I’m humbled, having read only seven of these books, and only one of them (Henry Adams) more than once, though I’ve already borrowed Cecil’s Melbourne from the library. Moynihan annotates each suggestion. About Charnwood’s Lincoln he writes, “For my money still the best volume on Lincoln,” and on the Henry Adams volume: “I suppose this may be the great American book. Surely it is an astoundingly perceptive account of our times, written decades before they commenced.” Just the other day I returned to a beautiful passage in the first chapter of Adams’ Education that begins: 

“Winter and summer, then, were two hostile lives, and bred two separate natures. Winter was always the effort to live; summer was tropical license. Whether the children rolled in the grass, or waded in the brook, or swam in the salt ocean, or sailed in the bay, or fished for smelts in the creeks, or netted minnows in the salt-marshes, or took to the pine-woods and the granite quarries, or chased muskrats and hunted snapping-turtles in the swamps, or mushrooms or nuts on the autumn hills, summer and country were always sensual living, while winter was always compulsory learning. Summer was the multiplicity of nature; winter was school.” 

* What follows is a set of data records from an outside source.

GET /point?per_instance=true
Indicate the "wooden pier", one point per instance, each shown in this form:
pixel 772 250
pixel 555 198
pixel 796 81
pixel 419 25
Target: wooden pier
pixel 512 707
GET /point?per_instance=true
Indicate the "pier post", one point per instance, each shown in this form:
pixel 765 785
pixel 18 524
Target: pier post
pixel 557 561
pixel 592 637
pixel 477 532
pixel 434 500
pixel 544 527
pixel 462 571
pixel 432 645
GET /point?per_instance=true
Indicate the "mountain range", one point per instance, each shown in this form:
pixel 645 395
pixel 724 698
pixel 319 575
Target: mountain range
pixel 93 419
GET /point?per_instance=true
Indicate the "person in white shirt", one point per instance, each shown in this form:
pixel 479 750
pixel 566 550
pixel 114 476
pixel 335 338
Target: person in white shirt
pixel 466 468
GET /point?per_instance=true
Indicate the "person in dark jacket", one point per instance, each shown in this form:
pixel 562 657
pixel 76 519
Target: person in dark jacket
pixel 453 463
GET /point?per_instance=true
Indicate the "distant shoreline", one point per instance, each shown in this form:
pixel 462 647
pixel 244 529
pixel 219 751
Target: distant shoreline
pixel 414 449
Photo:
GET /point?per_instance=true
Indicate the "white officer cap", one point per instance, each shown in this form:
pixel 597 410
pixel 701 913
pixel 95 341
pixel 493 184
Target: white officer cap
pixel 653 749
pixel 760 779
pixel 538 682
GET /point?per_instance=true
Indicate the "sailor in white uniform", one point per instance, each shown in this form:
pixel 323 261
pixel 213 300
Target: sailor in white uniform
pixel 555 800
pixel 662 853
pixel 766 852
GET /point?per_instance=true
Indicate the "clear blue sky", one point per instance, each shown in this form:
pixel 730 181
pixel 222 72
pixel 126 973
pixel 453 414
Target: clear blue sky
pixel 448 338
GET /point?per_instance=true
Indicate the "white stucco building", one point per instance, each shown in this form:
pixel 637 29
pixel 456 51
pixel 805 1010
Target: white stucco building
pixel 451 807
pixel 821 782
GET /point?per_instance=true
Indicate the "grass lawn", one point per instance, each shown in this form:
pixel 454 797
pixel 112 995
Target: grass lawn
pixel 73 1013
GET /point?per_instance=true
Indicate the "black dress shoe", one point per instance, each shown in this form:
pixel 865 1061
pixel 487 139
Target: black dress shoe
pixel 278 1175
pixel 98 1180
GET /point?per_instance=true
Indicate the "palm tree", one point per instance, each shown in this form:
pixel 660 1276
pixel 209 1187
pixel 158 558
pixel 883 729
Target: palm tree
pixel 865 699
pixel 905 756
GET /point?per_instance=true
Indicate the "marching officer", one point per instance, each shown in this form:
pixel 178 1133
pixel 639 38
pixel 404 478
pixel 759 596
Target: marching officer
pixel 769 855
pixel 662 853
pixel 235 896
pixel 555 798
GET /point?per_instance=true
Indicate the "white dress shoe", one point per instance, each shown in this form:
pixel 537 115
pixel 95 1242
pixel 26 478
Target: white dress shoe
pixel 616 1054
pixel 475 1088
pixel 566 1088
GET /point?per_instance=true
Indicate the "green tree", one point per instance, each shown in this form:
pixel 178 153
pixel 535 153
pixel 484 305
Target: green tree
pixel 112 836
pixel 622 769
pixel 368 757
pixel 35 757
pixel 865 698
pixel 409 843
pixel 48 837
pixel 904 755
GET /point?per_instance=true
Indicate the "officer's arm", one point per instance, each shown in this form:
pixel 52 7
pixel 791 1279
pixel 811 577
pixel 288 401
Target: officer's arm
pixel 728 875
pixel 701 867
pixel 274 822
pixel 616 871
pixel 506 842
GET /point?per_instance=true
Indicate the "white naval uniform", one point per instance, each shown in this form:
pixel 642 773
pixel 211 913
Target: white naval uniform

Hess reproduces Nixon’s reaction to Moynihan’s list, taken from notes kept by William Safire: 

“Pat Moynihan is somewhat my mentor in telling me what I should read. He doesn’t think I am too well educated, so as a result, a while back he sent me a group of books to read. What surprised him was that I read them. . . .You wake up late at night—1:00-2:00—and then for two or three hours you read. . . .I would urge you some time to, when you wake up in the middle of the night as I do, to pick up Cecil’s Melbourne or maybe Blake’s Disraeli and read it. You’ll find very interesting things. You think we have problems. You should read about the problems in nineteenth-century England!” 

As a human being, as a man amply filled with contradictions, Nixon is, with Lincoln, our most endlessly interesting president, in part because his flawed sensibility is often so like our own. In regard to Moynihan, I defer to Joseph Epstein: 

“With the exception only of Daniel Patrick Moynihan, whom I knew slightly, there has not been a single member of either body of the United States Congress during the past half century whose company I should want even for the duration of a cup of coffee.”